Aaron C, and the allure of ancient protagonists.

“I got into Jyhad in 1994, as soon as it was released. I had played a little of Magic: the Gathering already, but was a big fan of the World of Darkness which I was role-playing at the time, so it seemed like a natural fit for my tastes. I loved it immediately, and went in with some mates in a joint collection.

I found that Jyhad was a great way of simulating part of the World of Darkness that was often spoken about but was rarely covered in actual play. The Vampire RPG spoke about Methuselahs with their endless machinations and plots, but that didn’t come out in a typical roleplaying session. Richard Garfield nailed the design by focusing on that angle, giving the player the role of these ancient protagonists. The wheeling and dealing of table talk fleshed out the ‘Great Game’ power dynamics and this role gave a rationalisation for having vampires of varying power and other allies under your command. I just loved being able to play an ancient Kindred like that.

The scene has gone through its ups and downs here in Adelaide. I used to play in another group before kids arrived for a time, then had a break but got back into it when one of my best friends, Steve S, lamented not being able to play and use his collection. That steeled my resolve to revive the game in South Australia, and for two or three years we had an era of regular weekly play. We chose the The British Hotel as our haunt, one of South Australia’s oldest pubs (est. 1838). There were some odd looks from a few regulars, but patrons would often come over and have a chat to see what it was all about. I styled myself as the Archbishop of Adelaide, rather than the Prince; I figured it suited a place known as the City of Churches.

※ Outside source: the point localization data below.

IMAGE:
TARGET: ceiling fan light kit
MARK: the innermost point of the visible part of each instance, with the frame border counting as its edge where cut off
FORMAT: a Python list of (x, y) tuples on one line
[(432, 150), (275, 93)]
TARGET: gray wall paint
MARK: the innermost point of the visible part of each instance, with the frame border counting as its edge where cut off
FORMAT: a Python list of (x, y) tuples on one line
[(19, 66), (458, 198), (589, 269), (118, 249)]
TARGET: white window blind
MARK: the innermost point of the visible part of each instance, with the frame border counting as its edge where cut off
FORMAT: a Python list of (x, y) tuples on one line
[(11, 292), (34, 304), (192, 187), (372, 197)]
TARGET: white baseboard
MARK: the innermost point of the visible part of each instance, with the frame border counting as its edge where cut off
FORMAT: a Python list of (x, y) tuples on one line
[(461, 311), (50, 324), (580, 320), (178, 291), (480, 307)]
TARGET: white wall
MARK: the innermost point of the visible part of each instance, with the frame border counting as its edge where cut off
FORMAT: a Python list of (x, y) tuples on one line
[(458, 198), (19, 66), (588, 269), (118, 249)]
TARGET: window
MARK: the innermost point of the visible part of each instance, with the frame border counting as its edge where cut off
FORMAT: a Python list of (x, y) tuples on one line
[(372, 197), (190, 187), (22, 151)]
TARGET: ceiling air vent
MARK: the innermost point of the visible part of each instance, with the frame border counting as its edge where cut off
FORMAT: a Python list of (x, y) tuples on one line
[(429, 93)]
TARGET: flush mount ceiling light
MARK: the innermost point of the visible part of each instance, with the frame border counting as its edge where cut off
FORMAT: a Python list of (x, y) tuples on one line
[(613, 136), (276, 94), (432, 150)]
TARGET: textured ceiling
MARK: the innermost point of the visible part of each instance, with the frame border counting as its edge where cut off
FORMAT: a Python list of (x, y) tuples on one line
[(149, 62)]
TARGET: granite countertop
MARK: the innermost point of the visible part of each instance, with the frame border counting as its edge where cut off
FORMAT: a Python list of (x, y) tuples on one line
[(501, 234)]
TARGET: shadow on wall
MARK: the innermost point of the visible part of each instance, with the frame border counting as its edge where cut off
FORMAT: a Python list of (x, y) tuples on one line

Unfortunately, people started to move away interstate and we lost too many of our regulars. Steve moved to Victoria and my cousin, Tim S went to New South Wales. VTES’s strength as a multiplayer game is also its weakness. It’s relatively inaccessible for new players, and needing 4-5 people to have a good game can be quite restrictive – getting just the right numbers is always a logistical challenge. I think we could probably rally the troops here and get the odd game together, but I at this stage we don’t have anyone playing to my knowledge. I’ve been out of the game myself for about five years. My outlet is now a regular boardgame night, and every three to four months I take a weekend away to play boardgames with this group.

I always appreciated how VTES’ designers did a really good job of limiting powercreep in expansions. I admired that, in that it was a collectable game that didn’t require you to spend all your money to keep up and be competitive. Even a base set weenie swarm deck will give the table a shake.

I enjoyed both casual games and tournament play. Casual games would give a chance to muck around with flavour, tricks and RPG elements, while the competitive scene was for incredibly intense and rewarding play. I enjoyed the finely tuned deck crafting, the skilled opponents and error-free play that was required to advance to the finals.

When I did play, Toreador was my preferred clan. The combination of Auspex, Celerity and Presence is toolbox heaven. I was probably better known for my table talk than any particular deck, however. I found I could influence players to do things in their best interests that also just so happened to be advantageous to my own. It was important to not be a zero sum negotiator, and understand what others needed or what they were trying to achieve.

I’ve played a shit-ton of games, and nothing I’ve played manages to handle multiplayer dynamics as elegantly as VTES. Table talk, predator-prey relationships, cross-table balance – all those things working together are just beautiful game design. Long may Vampire: the Eternal Struggle continue to endure and thrive!”